Title: Oscillations driven by diffusion in a scalar heat equation

Abstract: In this talk we will present a general mechanism whereby diffusion causes the onset of stable oscillations in a simple nonlinear scalar heat equation that can be interpreted as a single-input single-output feedback control system. We call it a parabolic oscillator. We show that the trivial solution solution looses its stability due to a Hopf bifurcation. The discussion includes a detailed spectral analysis of the non self-adjoint linearization, which takes the form of a rank 1 non-symmetric perturbation of the Laplacian.

Veli Shakhmurov
Antalya Bilim University, Antalya, Turkey

Title: The nonlocal abstract Schrödinger equations and applications


Ahmed Zayed
Department of Mathematical Sciences, DePaul University, Chicago, Illinois, USA

Title: On fractional integral transforms: Extensions and applications

Abstract: Integral transforms have a long, rich history that extends over 200 years. They have ubiquitous applications in mathematics, statistics, physics, engineering, and economics.
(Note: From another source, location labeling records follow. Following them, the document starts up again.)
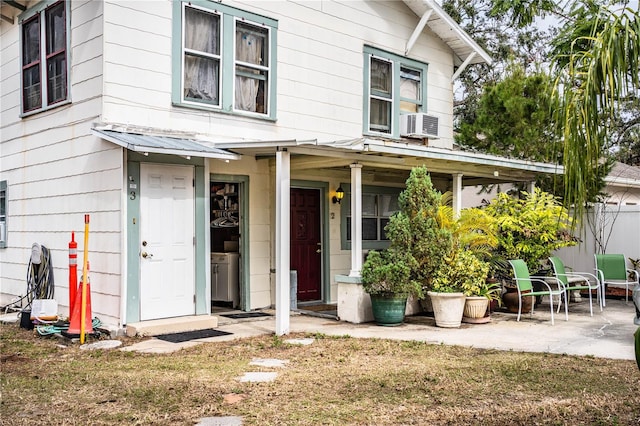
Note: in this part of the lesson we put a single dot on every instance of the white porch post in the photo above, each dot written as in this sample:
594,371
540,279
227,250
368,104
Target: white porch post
356,220
283,183
457,194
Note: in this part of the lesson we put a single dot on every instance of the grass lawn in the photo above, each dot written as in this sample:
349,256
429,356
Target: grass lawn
334,381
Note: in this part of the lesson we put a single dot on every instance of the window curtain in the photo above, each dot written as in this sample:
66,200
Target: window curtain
409,89
380,109
249,48
201,74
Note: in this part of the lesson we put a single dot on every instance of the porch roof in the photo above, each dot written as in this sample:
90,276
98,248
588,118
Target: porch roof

The introduction of the fractional Fourier transform in the early 1980’s and the myriads of its applications in signal processing and optics in the 1990’s, gave birth to a novel notion in mathematical analysis known as fractional integral transforms. In this talk we shall give an overview of fractional integral transforms, their recent extensions and applications.